Évêque du diocèse d'Aoste dans la deuxième moitié du XVIIe siècle, Antoine-Philibert Bailly est connu des Valdôtains surtout pour avoir, le premier, introduit officiellement le concept de l’intramontanisme du peuple valdôtain. Il le fit par la fameuse lettre adressée au pape Alexandre VII, en 1661. A l’époque le pontife, afin de soutenir financièrement l'engagement militaire de l'empereur contre les Turcs, avait imposé à chaque paroisse de l’église italienne le paiement d’une taxe de six dîmes. Dans son mémoire, connu sous le nom de l'État Intramontain, Antoine-Philibert Bailly plaide en faveur de la cause du clergé valdôtain qui, à cause de son appartenance à l'Église de France, s'estimait exonéré de cette taxe. Le diocèse d'Aoste, en effet, était suffragant de la métropole de Tarentaise, province religieuse de la Savoie, qui jouissait des privilèges gallicans ; une sujétion canonique qui favorisa leur pénétration et leur implantation en Vallée d’Aoste. Même en soulignant cette appartenance, Mgr Bailly maintient cependant une position d’équidistance entre la France et l’Italie, affirmant
…ad probationem dicitur ducatum istum non esse citra neque ultra montes sed intra montes et hoc manifeste loci natura suadet et convinci. Neque vero montibus ac nomine dumtaxat Augustenses a Cisalpinis seu Cismontanis distinguuntur, sed et lingua, moribus ac institutis. Lingua siquidem utuntur galica aut sabaudica….

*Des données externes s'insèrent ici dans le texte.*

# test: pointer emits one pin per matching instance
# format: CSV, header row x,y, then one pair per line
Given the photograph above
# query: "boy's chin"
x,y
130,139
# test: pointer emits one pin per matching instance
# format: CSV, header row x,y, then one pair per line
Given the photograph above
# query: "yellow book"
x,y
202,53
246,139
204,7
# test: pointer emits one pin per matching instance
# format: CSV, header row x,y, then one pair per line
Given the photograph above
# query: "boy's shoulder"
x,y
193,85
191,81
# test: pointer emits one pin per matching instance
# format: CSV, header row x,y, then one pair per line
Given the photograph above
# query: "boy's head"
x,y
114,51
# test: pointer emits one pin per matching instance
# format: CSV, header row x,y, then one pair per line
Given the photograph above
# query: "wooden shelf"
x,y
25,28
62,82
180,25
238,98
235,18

[…l’on affirme en soutien que ce Duché (d’Aoste) n’est ni en deçà, ni au-delà des monts, mais dans les monts, persuasion et conviction reposant sur la nature même des lieux. Et en vérité non seulement à cause des montagnes et du nom les Valdôtains se distinguent des Cisalpins ou Cismontains, mais aussi par la langue, les coutumes et les traditions. En effet la langue dont ils se servent est la langue française ou savoisienne….]

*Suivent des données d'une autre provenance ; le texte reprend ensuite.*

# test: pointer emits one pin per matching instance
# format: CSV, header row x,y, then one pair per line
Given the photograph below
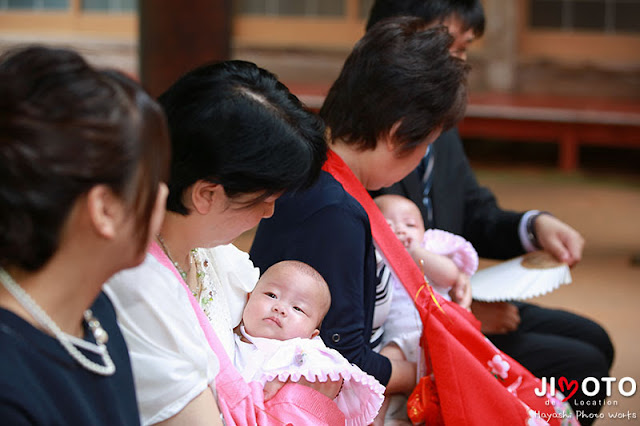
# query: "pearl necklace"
x,y
183,274
99,334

Il ne faut en outre pas sous-estimer le fait que, si Bailly défendit un gallicanisme de nature pratique et disciplinaire, il repoussa par contre tout principe dogmatique qui heurtât et niât la doctrine catholique. L’État Intramontain prend en effet une valence essentiellement politique, en ce qui concerne la défense du particularisme valdôtain par rapport à la curie de Rome et au centralisme des États de Savoie. Dans une lettre adressée à la duchesse Marie-Christine de France, Mgr Bailly avoua: « je n'ai jamais rien signé avec plus de joie que les privilèges de mes chers Val d’Aoustains''. Mais l'intérêt historique de Mgr Bailly au sein du panorama politique et religieux du XVIIe siècle valdôtain et d’outre alpes va au-delà de la pensée autonomiste qui se manifeste dans l’État Intramontain.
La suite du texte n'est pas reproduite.